STEIN ADLER DABAH & ZELKOWITZ LLP, NEW YORK CITY (CHRISTOPHER R. MURRAY OF COUNSEL), FOR DEFENDANT-APPELLANT.

THE COSGROVE LAW FIRM, BUFFALO (EDWARD C. COSGROVE OF COUNSEL), AND WHITE AND WILLIAMS, NEW YORK CITY, FOR PLAINTIFFS-RESPONDENTS.



Appeal from an order of the Supreme Court, Erie County (Dennis Ward, J.), entered May 11, 2020. The order, insofar as appealed from, granted in part plaintiffs' motion seeking, inter alia, to vacate a judgment by confession.

It is hereby ORDERED that the order insofar as appealed from is unanimously reversed on the law without costs, plaintiffs' motion is denied in its entirety and the judgment by confession is reinstated nunc pro tunc.

Memorandum: Plaintiffs commenced this action seeking to vacate a judgment by confession and declaratory relief based on, inter alia, allegations of fraud related to defendant's filing of the judgment as well as the underlying merchant cash advance agreement between the parties.

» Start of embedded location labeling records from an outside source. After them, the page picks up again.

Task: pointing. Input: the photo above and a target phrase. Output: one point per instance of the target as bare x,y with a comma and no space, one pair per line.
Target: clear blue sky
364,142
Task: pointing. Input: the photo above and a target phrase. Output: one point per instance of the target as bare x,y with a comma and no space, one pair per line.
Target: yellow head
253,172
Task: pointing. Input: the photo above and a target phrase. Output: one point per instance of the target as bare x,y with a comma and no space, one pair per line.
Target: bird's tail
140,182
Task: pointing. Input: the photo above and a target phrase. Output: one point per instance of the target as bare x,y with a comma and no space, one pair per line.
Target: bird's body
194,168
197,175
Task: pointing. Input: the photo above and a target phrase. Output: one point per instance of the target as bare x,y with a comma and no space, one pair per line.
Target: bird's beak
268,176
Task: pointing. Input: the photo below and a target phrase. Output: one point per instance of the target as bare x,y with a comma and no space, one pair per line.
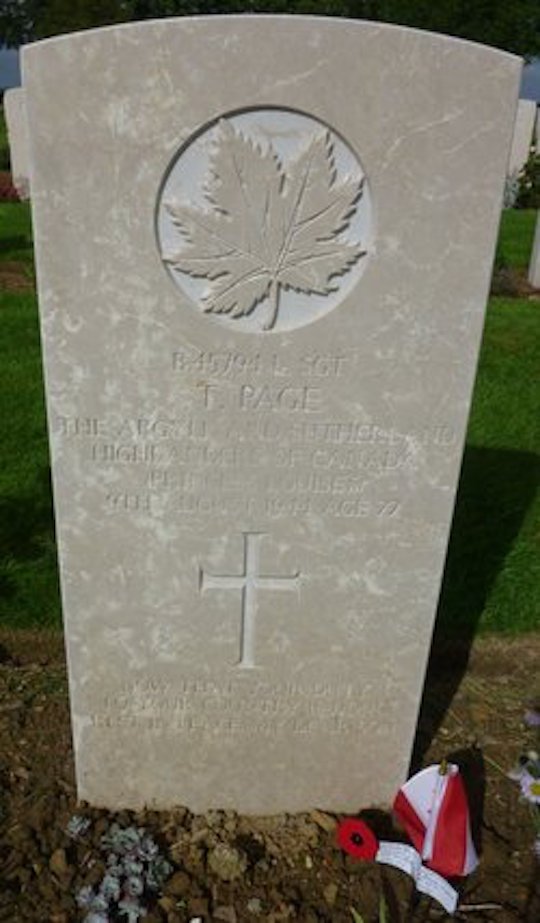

Plaintiffs concomitantly moved by order to show cause to enjoin defendant from enforcing the judgment by confession and for vacatur of the same. Defendant opposed plaintiffs' motion and moved, inter alia, to dismiss the complaint on multiple grounds, including the pendency of a federal action between the parties on the same cause of action (CPLR 3211 [a] [4]) and failure to state a cause of action (CPLR 3211 [a] [7]). In the resulting decision and order, Supreme Court granted that part of defendant's motion seeking dismissal of the complaint pursuant to CPLR 3211 (a) (4) to "permit the parties to litigate the subject dispute together with the matters already pending in the [f]ederal [c]ourt action, which makes the most sense for the sake of judicial economy." The court expressly declined to address the merits of plaintiffs' allegations regarding either "[d]efendant's filing of the previously executed confession of judgment" or "the legal issues as to the parties' underlying agreement" raised in plaintiffs' motion and complaint. Nonetheless, the court, inter alia, granted plaintiffs' motion insofar as it sought vacatur of the judgment by confession, "until such time as those issues . . . can be properly examined" in federal court, noting that the vacatur was not "a determination by this court that such agreement is illegal, as argued by the [p]laintiff[s]." Defendant appeals.

We note at the outset that defendant is not aggrieved by the order on appeal insofar as it granted that part of its motion seeking dismissal of the complaint pursuant to CPLR 3211 (a) (4), and plaintiffs did not take a cross appeal; therefore, the parties' contentions regarding the sufficiency of plaintiffs' complaint pursuant to CPLR 3211 (a) (7) are not properly before us (see generally CPLR 5511; Matter of McGraw v Town Bd. of Town of Villenova, 186 AD3d 1014, 1016 [4th Dept 2020]; Parker v Town of Alexandria, 163 AD3d 55, 58 [4th Dept 2018]). We agree with defendant, however, that the court effectively granted summary judgment to plaintiffs on the ultimate relief requested by granting plaintiffs' motion insofar as it sought vacatur of the judgment by confession (see Coolidge Equities Ltd. v Falls Ct. Props. Co., 45 AD3d 1289, 1289 [4th Dept 2007]). Inasmuch as plaintiffs did not prevail on the merits of their plenary action (see [*2]generally Scheckter v Ryan, 161 AD2d 344, 345 [1st Dept 1990]; Bufkor, Inc. v Wasson & Fried, 33 AD2d 636, 637 [4th Dept 1969]), that was error.